Last week I passed on a story my friend Dr. Doug Beers told me about a case of avoidable death as a result of medical “overkill.” It was a distressing story, but Doug recently told me another story that disturbed me more. We were sitting on the dock at my place on Little Lake Sunapee, chatting with my neighbor who had just given us a tour of the lake on his boat. The conversation turned to my long-term friendship with Doug, and to the circumstances under which he had left the Boston practice where we both worked as internists to move to Portland, Oregon in 1984.
I had always blamed Doug’s former wife for her desire to move to the West Coast. It had truly been my misconception that Doug had responded to her desire to leave Boston when he took the job in Portland. Doug responded, “Not so!”
His response was that there were several factors but after a disastrous case he lost all enthusiasm to remain in our practice and left for a new beginning. I was pretty sure about what he was speaking of, but asked him to tell our friend the story.
Doug recounted that he had been on call for the weekend and that one of our colleagues who was not going to be available on the weekend had wanted Doug to see a patient on Friday afternoon. This way, Doug could then respond to the patient over the weekend from the perspective of knowing him, if things changed. Doug agreed and the man came to the urgent care office late on Friday as Doug was beginning his weekend responsibilities.
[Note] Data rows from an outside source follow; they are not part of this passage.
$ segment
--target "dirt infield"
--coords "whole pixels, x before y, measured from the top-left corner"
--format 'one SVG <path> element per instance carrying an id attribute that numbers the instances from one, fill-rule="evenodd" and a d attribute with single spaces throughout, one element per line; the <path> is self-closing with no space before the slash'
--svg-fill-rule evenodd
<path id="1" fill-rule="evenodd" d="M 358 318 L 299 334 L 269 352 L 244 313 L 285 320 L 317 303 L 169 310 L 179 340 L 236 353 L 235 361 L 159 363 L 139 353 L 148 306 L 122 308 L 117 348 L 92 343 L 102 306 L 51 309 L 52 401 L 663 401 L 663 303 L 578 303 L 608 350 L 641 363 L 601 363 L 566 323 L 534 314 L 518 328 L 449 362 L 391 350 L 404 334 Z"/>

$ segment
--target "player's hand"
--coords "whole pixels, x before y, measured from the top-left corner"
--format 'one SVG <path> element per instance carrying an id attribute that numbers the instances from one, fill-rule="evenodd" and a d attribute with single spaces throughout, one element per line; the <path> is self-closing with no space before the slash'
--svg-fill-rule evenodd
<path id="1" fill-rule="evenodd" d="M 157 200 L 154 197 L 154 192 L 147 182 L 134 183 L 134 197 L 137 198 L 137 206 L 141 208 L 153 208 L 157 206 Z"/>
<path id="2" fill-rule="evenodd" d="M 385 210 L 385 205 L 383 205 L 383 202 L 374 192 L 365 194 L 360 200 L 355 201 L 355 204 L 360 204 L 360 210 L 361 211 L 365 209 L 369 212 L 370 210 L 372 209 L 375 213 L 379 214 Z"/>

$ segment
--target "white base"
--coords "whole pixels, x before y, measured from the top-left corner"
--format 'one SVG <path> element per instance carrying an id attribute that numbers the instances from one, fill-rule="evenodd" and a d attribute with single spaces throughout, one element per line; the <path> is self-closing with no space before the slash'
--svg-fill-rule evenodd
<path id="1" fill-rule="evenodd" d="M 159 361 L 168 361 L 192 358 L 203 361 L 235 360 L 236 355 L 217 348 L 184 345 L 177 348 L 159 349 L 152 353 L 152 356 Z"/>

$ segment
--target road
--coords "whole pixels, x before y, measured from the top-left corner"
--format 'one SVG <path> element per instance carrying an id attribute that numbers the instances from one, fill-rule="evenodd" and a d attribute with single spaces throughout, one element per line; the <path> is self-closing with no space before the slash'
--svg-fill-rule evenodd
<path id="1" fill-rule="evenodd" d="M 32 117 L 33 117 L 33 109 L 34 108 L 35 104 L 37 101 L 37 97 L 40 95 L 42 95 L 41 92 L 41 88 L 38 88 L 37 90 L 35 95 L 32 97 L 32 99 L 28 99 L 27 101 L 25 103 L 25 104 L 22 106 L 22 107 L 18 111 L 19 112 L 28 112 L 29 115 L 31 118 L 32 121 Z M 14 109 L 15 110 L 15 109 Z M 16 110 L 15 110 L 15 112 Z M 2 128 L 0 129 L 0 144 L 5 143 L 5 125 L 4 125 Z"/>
The man had a history of migraine and had been having recurrent headaches for more than a month. The headaches seemed somewhat like his migraines but were a little different. Neuro exams had been normal but the problem persisted. There was a history that at least two doctors including a respected neurologist, and a nurse practitioner had recorded of a bump on the head without loss of consciousness four or five weeks earlier. The neurologist was not impressed and was convinced that the headaches were an alternative expression of his migraine and that no further workup was indicated.
When Doug saw the patient he did a careful exam and noted no pulsation of the retinal veins, a potential sign of increased intracranial pressure. Doug was concerned that the bump on the head was significant and that it was possible that a CT should be done to rule out a subdural hematoma. When he tried to schedule the test at the hospital as an emergency, the on-call radiology resident refused unless the patient was seen again by a neurologist who would order the scan. As luck would have it, the neurologist who had seen the patient earlier was still in his office wrapping up for the day. He refused to see the patient.
Negotiations went on for some time, with everyone holding their position and the patient remaining in pain. The neurologist would not see the patient. Radiology would not do an emergency CT based on the concern of a lowly internist. Finally a neurology resident at the hospital agreed to see the patient after he had taken care of some other issues.
Apparently the neurology resident was swamped with work, between consults and his own patients. Doug got everyone to agree that the patient would come to the emergency room and have the CT after being seen by the neurology resident. Unfortunately after waiting for over three hours with no sign of the resident coming to see him any time soon, the man signed himself out of the ER AMA (Against Medical Advice). He went home, where six hours later he died of his subdural hematoma.
Doug recounts his anger at the neurologist, the radiology resident, the neurology resident, and himself. It is ironic that in this day and age our concern is overuse. Back then with everyone salaried and concerned about their own time and workload on the weekend, finance was not the problem. The problem was that several people to whom the system gave responsibility used the “rules” of the system to protect their own time and personal interests and the outcome was an avoidable death.
Doug was so angry with the system that he had to get out of it. When Doug had finished his story I realized he had experienced a trauma and subsequent PTSD like response from what some like Dr. Jonathan Shay call “moral injury” . It is a concept that has been around for more than a thousand years and perhaps is an important part of the explanation for so many suicides among soldiers returning from the Middle East.
Moral injury occurs when you are involved in an activity–even against your will–that violates your own sense of what is right. It is no consolation to many soldiers, and I fear some doctors, that they did their best. Because of properties within the system that essentially could be called “systemic evil” , they are part of a reprehensible outcome. The pain from such an event is hard to manage. Doug decided to remove himself from the system and has spent more than 30 years working at Emanuel Hospital in Portland, Oregon, where the system leaves him alone and is glad to have him doing work with underserved populations that is inspiring and perhaps redemptive.